The air did not implode around me. Instead, it gave a quiet
pop
and went limp. I stumbled.
“Very entertaining,” said Sir Neville. “If I had been foolish enough to try to cast a spell on you, I’m sure that would have deflated it nicely. Unfortunately, powerful though your spell-breaking abilities might be, they are not actually enough to change anyone’s natural, nonmagical mind about you or anything else in the world.” He laughed, then whispered something under his breath. I was just as glad not to be able to hear it.
“Oh,” I said. I swallowed hard.
The choking sensation was back in my throat. Along with it came that horrible new feeling I’d discovered:
helplessness
. Prickles raced along my skin, pushing me tight in upon myself. The smell of burning meat made me sick to my stomach. I wrapped my arms around my chest and let the misery overwhelm me.

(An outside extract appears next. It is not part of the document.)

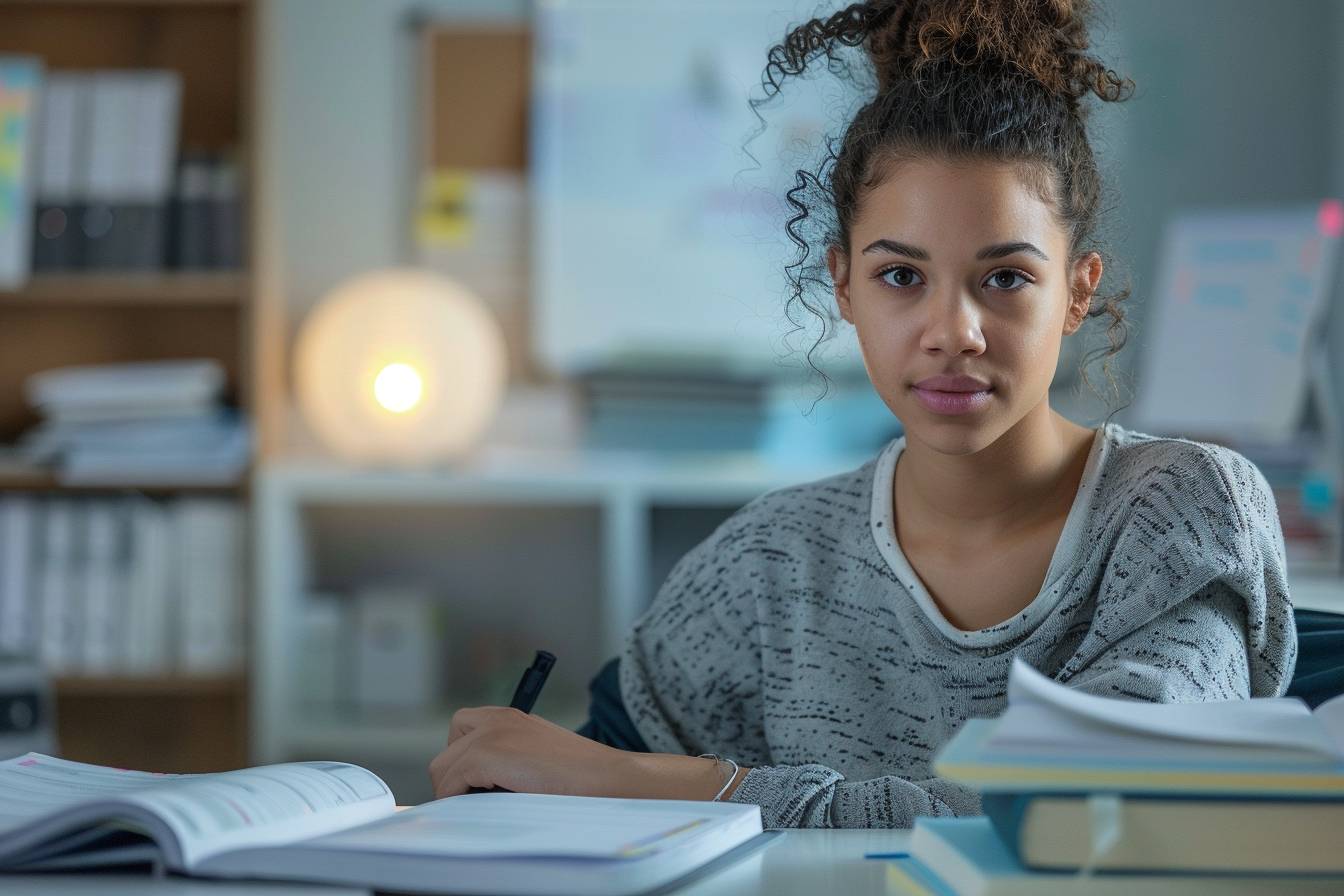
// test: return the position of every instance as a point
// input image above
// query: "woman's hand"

What was the use of fighting anymore? Sir Neville was right. There was nothing I could do. I couldn’t cast a single useful spell. I couldn’t even use my Guardian magic to break his spells if he didn’t bother to cast any—and why should he bother? He didn’t need to. He had the whole weight of Society behind him, promising scandal and poverty and disgrace to everyone I loved, and all I had was an old mirror. I was completely alone. I might as well give up now, before—
Wait
. The word felt almost like a tangible breath against my ear. I blinked and spun around, but I didn’t see anyone except my family, all staring at me in various attitudes of despair or outrage.
Wait for what?
I thought. I was on my own. Nobody else was coming to help.
That’s it.
I shook myself like a dog. The prickling, creeping, choking feelings clustered back around me, biting at my skin, but I ignored them. What I’d been thinking wasn’t true. That was the helplessness talking, in Sir Neville’s voice. And it was completely mad.
I had never been alone in my entire life. Perhaps Sir
Neville and his brother had grown up apart, like only children, but I certainly hadn’t.

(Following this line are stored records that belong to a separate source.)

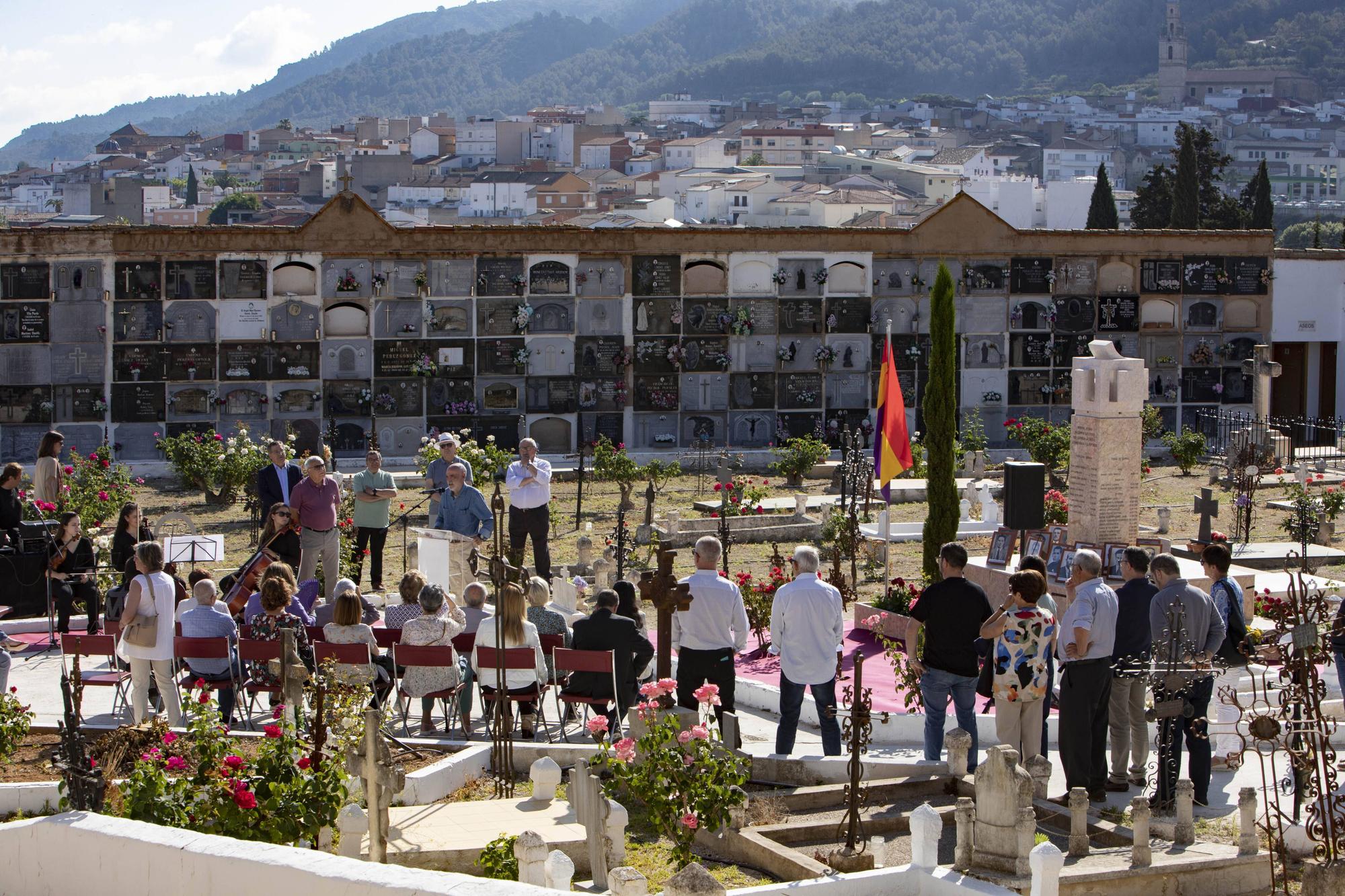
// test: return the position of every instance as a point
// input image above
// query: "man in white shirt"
(808, 628)
(529, 482)
(712, 633)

And there was something else I would gamble on just as high as Charles had ever gambled on a round of cards: that prickling, choking sensation that surrounded me was no more natural than the color of fish-faced Mrs. Banfield’s hair. Sir Neville had attacked when I was off my guard.
I didn’t even have to try to summon up the pressure in my head this time. It came naturally.
“NO!”
I shouted again, and the air imploded around us.
Sir Neville blinked. “Well, that was certainly unusual.”
“Don’t cast another spell on me,” I said. “Because I won’t be fooled again, no matter how powerful a witch you might be. I am not a helpless person.”
I turned to my sisters. “Elissa,” I said, “Sir Neville’s first wife came from a family of witches. He locked her up, and she died.”
“It’s true,” Mr. Collingwood said from the floor below us. “He didn’t murder her, as everyone said, but she simply faded away.”